Allereerst over het veelbesproken onderwerp van de bestuurlijke vernieuwing.
Bestuurlijke vernieuwing was nodig om de kloof tussen de bevolking en de politiek te verkleinen en de betrokkenheid van de burgers bij het bestuur te vergroten. De onrustbarend dalende opkomst bij de verkiezingen was de aanleiding daarvoor. De regering stelde vast, dat dualisering van het lokaal bestuur daarvoor het aangewezen middel was en liet de commissie Elzinga dit bevestigen en nader uitwerken. Zoals bekend is de SP geen voorstander van deze dualisering, omdat dit naar onze stellige overtuiging geen bijdrage zal leveren aan het dichterbij elkaar brengen van het bestuur en de bevolking. Het loskoppelen van college en raad is slechts een interne aangelegenheid, waardoor het college eerder verder van dan dichter bij de burgers zal komen te staan en de rol van de raad tot een veredelde raad van toezicht zal worden teruggebracht. En dit des te meer als er ook nog gebruik zal gaan worden gemaakt van de mogelijkheid om wethouders aan te trekken van buiten de raad, die niet door de bevolking hoeven te zijn gekozen en dan als een rondreizend circus van managers het land doortrekken zonder werkelijke verbondenheid met de plaatselijke bevolking. De SP is en blijft dan ook voor uit de raad gekozen wethouders. Graag zouden wij van de andere fracties vernemen of zij die opvatting met ons delen. En als er partijen zijn die de mogelijkheid van wethouders van buiten de raad willen open houden, dan dienen zij dat naar onze mening vóór de verkiezingen duidelijk te maken en ook de namen van die kandidaten bekend te maken.

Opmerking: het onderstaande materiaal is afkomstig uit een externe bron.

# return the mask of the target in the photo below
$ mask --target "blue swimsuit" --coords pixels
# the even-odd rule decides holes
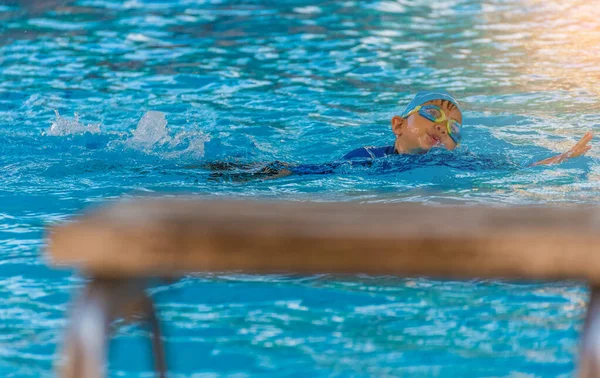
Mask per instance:
[[[397,155],[394,159],[381,159],[390,155]],[[371,173],[404,172],[411,169],[430,166],[443,166],[464,171],[483,170],[513,170],[520,167],[505,157],[478,156],[466,151],[460,154],[449,155],[445,151],[436,151],[428,154],[398,154],[394,146],[386,147],[361,147],[348,152],[341,159],[330,163],[290,165],[274,161],[267,165],[239,164],[239,163],[213,163],[208,164],[213,171],[212,178],[226,178],[236,180],[260,179],[276,176],[284,170],[289,170],[295,175],[323,175],[340,172],[343,168],[369,168]],[[236,171],[236,172],[232,172]],[[228,172],[228,173],[227,173]]]
[[[386,157],[388,155],[395,155],[396,148],[394,146],[386,147],[361,147],[356,150],[352,150],[344,155],[340,160],[325,163],[325,164],[300,164],[296,166],[287,167],[296,175],[319,175],[334,173],[344,163],[351,163],[352,166],[369,166],[371,160]],[[281,164],[281,163],[279,163]],[[286,167],[280,167],[286,168]]]
[[[394,146],[385,146],[385,147],[361,147],[356,150],[352,150],[348,152],[342,160],[352,160],[352,159],[376,159],[386,157],[388,155],[397,154],[396,148]]]

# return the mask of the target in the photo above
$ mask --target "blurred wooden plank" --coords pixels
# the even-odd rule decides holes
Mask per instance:
[[[231,271],[600,282],[600,207],[138,200],[52,227],[97,276]]]

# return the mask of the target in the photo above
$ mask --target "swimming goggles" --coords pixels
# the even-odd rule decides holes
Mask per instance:
[[[460,135],[461,124],[455,119],[448,118],[442,108],[440,108],[437,105],[419,105],[410,112],[408,112],[405,118],[408,118],[411,114],[414,114],[416,112],[419,112],[419,115],[421,117],[424,117],[430,120],[431,122],[442,123],[444,121],[447,121],[446,129],[448,131],[448,136],[452,138],[452,140],[454,141],[454,143],[456,143],[457,146],[460,144],[460,142],[462,141],[462,136]]]

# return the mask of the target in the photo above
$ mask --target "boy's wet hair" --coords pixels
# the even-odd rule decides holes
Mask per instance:
[[[452,101],[448,101],[448,100],[438,100],[438,101],[440,101],[441,106],[447,105],[448,110],[458,109],[458,107],[456,105],[454,105],[454,103]],[[459,109],[459,111],[460,111],[460,109]]]
[[[415,109],[417,106],[436,100],[440,101],[442,104],[448,103],[448,109],[450,110],[456,108],[460,111],[458,102],[456,102],[456,99],[447,91],[443,89],[427,90],[420,91],[415,95],[415,97],[404,108],[404,111],[402,112],[402,117],[406,118],[406,115],[410,113],[413,109]],[[449,104],[452,104],[452,106],[450,106]]]

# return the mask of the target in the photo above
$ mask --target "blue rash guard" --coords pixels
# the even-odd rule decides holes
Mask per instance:
[[[386,158],[388,157],[388,158]],[[383,158],[383,159],[380,159]],[[368,174],[386,174],[427,167],[447,167],[468,172],[489,170],[516,170],[521,165],[505,156],[478,156],[468,151],[432,151],[427,154],[397,154],[393,146],[362,147],[352,150],[341,159],[321,164],[287,164],[274,161],[267,165],[217,162],[207,164],[212,179],[253,180],[275,177],[283,171],[294,175],[323,175],[348,169],[369,168]]]
[[[381,159],[392,157],[392,159]],[[296,175],[319,175],[337,172],[340,168],[373,167],[372,173],[403,172],[422,167],[438,166],[463,171],[514,170],[521,165],[505,156],[480,156],[470,152],[432,151],[427,154],[397,154],[394,146],[363,147],[348,152],[338,161],[323,164],[299,164],[276,166],[278,172],[288,169]]]
[[[396,148],[394,146],[361,147],[348,152],[336,162],[324,164],[300,164],[296,166],[279,168],[287,168],[296,175],[328,174],[335,172],[335,170],[344,163],[350,162],[353,166],[368,166],[371,164],[373,159],[396,154]]]
[[[396,148],[394,146],[385,147],[361,147],[356,150],[348,152],[342,160],[352,159],[376,159],[386,157],[388,155],[396,155]]]

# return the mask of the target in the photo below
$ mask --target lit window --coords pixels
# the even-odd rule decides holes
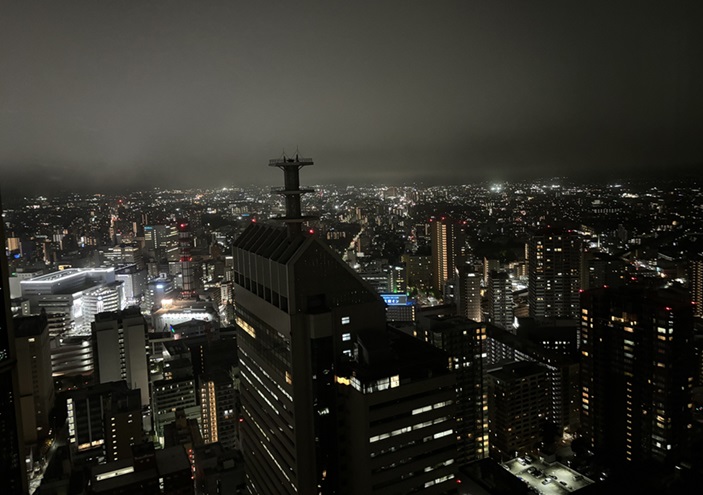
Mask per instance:
[[[350,322],[351,322],[351,317],[342,316],[342,325],[349,325]]]
[[[350,334],[350,333],[342,334],[342,341],[348,342],[348,341],[350,341],[350,340],[351,340],[351,334]]]

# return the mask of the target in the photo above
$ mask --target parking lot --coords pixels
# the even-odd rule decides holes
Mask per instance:
[[[565,495],[593,483],[590,479],[569,469],[561,463],[545,464],[538,459],[531,463],[520,462],[520,458],[504,462],[503,466],[525,481],[533,491],[542,495]],[[556,479],[550,478],[556,477]],[[545,480],[551,480],[545,483]]]

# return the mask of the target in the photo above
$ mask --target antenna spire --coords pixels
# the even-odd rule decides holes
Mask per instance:
[[[285,153],[282,158],[274,158],[269,160],[269,167],[278,167],[283,170],[283,188],[274,188],[274,192],[285,197],[286,201],[286,216],[278,217],[278,220],[283,220],[288,228],[288,237],[302,235],[301,224],[306,220],[312,220],[316,217],[303,215],[300,206],[300,195],[313,192],[313,189],[300,187],[300,169],[313,165],[312,158],[301,158],[298,156],[296,148],[295,157],[288,158]]]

De SP is voorstander van de een grotere invloed van de burgers op het bestuur en wij hebben ons daarom dan ook altijd uitgesproken voor invoering van het referendum. Met ingang van 1 januari 2002 treedt de Tijdelijke Referendum Wet in werking. We moeten het doen met deze uiterst moeizaam tot stand gekomen en nogal beperkte tijdelijke mogelijkheid voor de bevolking om zich uit te spreken over besluiten van het college en de raad. Tot onze grote verbazing wordt in het beleidsplan met geen woord en geen cent gerept over de inwerkingtreding van deze Tijdelijke Referendum Wet.
Nu is het bekend, dat in deze raad niet alleen de VVD, maar ook het CDA en de PvdA altijd tegen de invoering van het referendum zijn geweest, behalve in dat ene geval van de Dubbelstad. Maar daarom kan de inwerkingtreding van de Tijdelijke Referendum Wet toch niet wordt doodgezwegen. Op zijn minst had het college er dan toch melding van moeten maken bijvoorbeeld in de risicoparagraaf. De SP is voor een zo ruim mogelijke toepassing van deze tijdelijke referendumwet op alle belangrijke besluiten van het college en de raad.
Tevens zijn wij voor invoering van het burgerinitiatief waardoor burgers door hen gewenste zaken op de agenda van de raad kunnen zetten.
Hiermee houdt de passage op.